Michael van Orsouw est docteur en histoire, poète et écrivain. Il publie régulièrement des ouvrages historiques.

Connaissez-vous la salle du Conseil national au Palais fédéral? L’avez-vous visitée ou vue à la télévision? Dans ce haut lieu de la démocratie suisse, derrière le siège du président du Conseil national, une imposante fresque murale de 11,5 mètres sur 5 domine la salle. Cette toile intitulée Le Berceau de la Confédération fut réalisée par l’artiste romand Charles Giron en 1902. On y aperçoit le lac d’Uri, le Grütli, la vallée de Schwytz et les Mythen. Dans la Salle du Conseil national, on peut également admirer, logée dans une niche murale, une sculpture de Guillaume Tell. Assis sur un rocher, le regard perdu dans le lointain, il tient son arbalète non armée sur les genoux. Cette sculpture est l’œuvre de l’artiste Antonio Chiattone. Elle fut également réalisée en 1902, avant l’inauguration du Palais fédéral.
Charles Giron, originaire de Genève, peint par son confrère John Singer Sargent.
Charles Giron, originaire de Genève, peint par son confrère John Singer Sargent. Wikimedia
Antonio Chiattone, originaire de Lugano: l’intercession de l’impératrice donna un véritable élan à sa carrière.

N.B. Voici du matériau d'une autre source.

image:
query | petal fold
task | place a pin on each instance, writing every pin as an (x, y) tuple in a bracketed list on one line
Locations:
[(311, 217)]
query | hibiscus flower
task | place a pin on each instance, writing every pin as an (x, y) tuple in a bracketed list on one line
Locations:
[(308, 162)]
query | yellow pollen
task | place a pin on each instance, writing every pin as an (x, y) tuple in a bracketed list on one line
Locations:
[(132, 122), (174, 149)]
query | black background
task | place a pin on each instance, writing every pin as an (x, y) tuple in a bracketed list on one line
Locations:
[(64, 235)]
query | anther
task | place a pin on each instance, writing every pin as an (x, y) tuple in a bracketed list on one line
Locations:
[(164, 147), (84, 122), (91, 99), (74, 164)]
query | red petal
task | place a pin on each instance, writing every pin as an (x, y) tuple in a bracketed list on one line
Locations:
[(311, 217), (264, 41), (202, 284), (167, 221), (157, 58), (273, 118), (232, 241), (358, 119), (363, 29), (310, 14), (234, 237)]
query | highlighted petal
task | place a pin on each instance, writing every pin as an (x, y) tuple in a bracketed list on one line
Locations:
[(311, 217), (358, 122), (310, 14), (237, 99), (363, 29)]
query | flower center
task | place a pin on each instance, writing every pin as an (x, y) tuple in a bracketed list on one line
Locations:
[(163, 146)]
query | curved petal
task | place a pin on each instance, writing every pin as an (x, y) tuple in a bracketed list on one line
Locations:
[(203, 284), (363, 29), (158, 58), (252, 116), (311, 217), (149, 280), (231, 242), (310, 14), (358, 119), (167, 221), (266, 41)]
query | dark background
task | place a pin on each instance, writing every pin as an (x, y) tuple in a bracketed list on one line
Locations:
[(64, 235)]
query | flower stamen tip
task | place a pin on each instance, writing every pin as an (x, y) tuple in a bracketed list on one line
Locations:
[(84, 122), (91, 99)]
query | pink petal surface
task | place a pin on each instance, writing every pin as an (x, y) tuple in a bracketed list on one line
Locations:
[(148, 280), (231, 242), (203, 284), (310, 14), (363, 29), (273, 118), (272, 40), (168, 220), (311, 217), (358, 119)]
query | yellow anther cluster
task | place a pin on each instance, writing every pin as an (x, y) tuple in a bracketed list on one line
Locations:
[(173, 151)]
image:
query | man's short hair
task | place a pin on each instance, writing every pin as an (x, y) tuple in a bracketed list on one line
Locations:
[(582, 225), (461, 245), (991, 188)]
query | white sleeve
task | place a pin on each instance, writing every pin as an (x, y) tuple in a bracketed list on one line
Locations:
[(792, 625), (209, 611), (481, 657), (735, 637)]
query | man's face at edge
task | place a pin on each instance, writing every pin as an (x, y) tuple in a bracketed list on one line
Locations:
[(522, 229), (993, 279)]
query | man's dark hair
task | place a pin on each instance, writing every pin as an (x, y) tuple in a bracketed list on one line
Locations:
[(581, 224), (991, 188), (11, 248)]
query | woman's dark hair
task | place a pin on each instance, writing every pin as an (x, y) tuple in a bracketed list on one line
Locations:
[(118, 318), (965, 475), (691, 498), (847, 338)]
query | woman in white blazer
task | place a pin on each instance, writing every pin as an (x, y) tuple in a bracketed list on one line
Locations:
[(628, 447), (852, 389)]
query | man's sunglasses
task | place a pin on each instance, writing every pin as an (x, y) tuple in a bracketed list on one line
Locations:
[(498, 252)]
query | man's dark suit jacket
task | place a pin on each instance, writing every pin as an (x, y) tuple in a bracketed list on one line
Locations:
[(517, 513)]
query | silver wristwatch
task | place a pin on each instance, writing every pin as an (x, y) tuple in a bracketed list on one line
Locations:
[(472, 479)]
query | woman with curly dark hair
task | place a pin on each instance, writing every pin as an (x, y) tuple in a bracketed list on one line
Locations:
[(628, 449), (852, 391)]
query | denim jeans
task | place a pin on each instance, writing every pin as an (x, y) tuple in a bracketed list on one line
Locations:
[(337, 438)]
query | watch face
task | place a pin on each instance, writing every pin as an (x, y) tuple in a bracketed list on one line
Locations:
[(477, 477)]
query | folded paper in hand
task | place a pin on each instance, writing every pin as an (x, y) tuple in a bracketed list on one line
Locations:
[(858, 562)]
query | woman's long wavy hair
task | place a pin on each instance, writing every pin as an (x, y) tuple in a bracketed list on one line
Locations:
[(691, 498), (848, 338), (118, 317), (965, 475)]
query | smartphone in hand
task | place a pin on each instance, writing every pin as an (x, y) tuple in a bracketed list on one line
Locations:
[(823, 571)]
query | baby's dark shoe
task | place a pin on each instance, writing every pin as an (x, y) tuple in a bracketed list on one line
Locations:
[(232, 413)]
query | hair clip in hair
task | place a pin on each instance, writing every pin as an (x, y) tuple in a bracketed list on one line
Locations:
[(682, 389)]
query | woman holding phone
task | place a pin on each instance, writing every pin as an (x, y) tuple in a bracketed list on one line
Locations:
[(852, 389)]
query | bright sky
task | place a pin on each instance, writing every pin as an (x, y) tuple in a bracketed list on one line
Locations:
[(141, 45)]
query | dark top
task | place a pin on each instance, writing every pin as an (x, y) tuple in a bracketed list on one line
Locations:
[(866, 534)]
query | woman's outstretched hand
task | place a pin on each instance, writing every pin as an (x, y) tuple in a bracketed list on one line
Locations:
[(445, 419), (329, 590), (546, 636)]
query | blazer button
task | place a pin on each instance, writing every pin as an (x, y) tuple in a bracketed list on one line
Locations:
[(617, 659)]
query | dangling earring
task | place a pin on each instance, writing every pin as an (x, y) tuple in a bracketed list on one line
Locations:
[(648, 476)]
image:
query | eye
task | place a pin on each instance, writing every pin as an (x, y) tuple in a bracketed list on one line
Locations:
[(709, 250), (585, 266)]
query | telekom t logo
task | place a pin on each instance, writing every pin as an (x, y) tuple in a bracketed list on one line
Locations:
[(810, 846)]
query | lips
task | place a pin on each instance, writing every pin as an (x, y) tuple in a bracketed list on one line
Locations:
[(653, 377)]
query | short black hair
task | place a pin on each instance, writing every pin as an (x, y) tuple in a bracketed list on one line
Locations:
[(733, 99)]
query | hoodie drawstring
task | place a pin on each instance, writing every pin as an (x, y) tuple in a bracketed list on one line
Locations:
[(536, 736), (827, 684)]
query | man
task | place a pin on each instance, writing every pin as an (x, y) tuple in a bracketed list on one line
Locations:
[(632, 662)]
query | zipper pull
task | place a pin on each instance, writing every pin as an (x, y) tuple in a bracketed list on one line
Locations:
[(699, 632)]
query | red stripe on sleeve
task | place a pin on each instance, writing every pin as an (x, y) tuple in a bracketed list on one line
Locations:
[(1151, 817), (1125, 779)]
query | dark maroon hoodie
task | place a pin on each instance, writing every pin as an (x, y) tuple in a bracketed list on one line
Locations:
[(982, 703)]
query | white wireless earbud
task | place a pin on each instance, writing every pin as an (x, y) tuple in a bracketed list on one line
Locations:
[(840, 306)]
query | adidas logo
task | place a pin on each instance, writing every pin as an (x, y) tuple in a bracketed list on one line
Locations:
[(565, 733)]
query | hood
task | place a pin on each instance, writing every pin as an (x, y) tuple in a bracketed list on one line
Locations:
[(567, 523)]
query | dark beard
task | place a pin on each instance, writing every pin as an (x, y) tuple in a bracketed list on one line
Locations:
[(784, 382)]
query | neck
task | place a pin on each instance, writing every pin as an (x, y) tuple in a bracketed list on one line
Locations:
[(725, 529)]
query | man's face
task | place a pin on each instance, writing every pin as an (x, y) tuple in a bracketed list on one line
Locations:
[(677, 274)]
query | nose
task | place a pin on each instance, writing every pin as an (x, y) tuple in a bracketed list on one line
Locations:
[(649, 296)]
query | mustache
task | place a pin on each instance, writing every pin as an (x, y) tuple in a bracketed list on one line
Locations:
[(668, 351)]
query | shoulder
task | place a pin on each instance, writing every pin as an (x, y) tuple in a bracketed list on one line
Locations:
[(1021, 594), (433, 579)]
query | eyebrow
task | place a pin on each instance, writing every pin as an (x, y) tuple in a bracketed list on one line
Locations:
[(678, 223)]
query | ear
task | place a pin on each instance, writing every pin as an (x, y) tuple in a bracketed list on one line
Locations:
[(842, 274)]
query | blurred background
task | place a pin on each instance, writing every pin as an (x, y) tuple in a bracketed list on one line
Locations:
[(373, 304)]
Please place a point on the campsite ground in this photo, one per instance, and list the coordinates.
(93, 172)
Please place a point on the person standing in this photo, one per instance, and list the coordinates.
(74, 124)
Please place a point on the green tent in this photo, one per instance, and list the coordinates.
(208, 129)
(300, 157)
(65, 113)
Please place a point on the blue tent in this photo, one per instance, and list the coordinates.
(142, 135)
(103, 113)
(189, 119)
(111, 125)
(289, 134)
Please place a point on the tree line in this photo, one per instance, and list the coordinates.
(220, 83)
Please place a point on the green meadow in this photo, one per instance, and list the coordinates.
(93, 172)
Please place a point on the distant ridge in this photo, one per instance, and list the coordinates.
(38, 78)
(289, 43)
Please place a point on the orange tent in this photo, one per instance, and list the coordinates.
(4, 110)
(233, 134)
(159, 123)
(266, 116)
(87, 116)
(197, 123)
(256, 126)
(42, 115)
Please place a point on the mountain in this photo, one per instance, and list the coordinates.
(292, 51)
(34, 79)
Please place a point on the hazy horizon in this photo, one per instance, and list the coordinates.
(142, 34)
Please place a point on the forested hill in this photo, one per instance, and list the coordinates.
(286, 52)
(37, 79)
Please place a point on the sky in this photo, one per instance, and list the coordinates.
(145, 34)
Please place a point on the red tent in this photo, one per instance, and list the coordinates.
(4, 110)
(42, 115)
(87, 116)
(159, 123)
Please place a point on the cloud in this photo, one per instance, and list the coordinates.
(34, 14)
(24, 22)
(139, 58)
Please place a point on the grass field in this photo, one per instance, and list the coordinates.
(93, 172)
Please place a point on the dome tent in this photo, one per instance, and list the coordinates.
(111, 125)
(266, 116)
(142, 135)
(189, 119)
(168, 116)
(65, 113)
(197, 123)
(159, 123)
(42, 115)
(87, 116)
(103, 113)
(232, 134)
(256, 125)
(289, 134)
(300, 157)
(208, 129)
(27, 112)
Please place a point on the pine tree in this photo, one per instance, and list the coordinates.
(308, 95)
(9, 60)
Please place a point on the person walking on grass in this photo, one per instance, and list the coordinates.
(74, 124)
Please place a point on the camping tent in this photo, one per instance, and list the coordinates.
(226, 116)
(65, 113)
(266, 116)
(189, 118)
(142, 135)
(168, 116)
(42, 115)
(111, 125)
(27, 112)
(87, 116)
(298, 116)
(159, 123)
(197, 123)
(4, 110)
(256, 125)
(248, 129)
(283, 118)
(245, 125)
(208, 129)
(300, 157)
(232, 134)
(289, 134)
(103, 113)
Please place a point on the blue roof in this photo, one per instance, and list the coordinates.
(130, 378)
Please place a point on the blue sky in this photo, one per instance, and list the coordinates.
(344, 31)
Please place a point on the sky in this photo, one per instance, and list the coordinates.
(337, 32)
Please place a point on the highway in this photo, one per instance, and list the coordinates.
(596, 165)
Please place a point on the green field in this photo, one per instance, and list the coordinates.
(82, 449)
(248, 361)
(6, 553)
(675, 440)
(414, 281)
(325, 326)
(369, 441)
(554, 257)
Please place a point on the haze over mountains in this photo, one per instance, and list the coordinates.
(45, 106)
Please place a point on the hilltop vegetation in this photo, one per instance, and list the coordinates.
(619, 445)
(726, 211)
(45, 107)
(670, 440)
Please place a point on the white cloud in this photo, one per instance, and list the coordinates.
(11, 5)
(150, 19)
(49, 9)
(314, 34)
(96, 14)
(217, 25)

Antonio Chiattone, originaire de Lugano: l’intercession de l’impératrice donna un véritable élan à sa carrière. Wikimedia
Girod et Chiattone n’auraient jamais obtenu ces commandes pour le Palais fédéral s’ils n’avaient pas connu l’impératrice Élisabeth d’Autriche. Entre 1867 et 1898, Sa Majesté, alias Sissi, séjourna en effet en Suisse à neuf reprises et y rencontra ces deux artistes originaires de Suisse romande et du Tessin. Charles Giron (1850–1914) dirigeait à l’époque un atelier de peinture à Territet (VD). En mars 1898, il reçut la visite de Sissi qui lui acheta sa peinture à l’huile La nourrice. Le tableau de Giron représente une nourrice italienne donnant le sein à un bébé: un moment très intime rarement illustré dans l’art. Il est probable que le sujet aura intéressé Sissi, bien qu’elle n’ait guère été enthousiasmée par les enfants en bas âge et n’ait jamais allaité les siens.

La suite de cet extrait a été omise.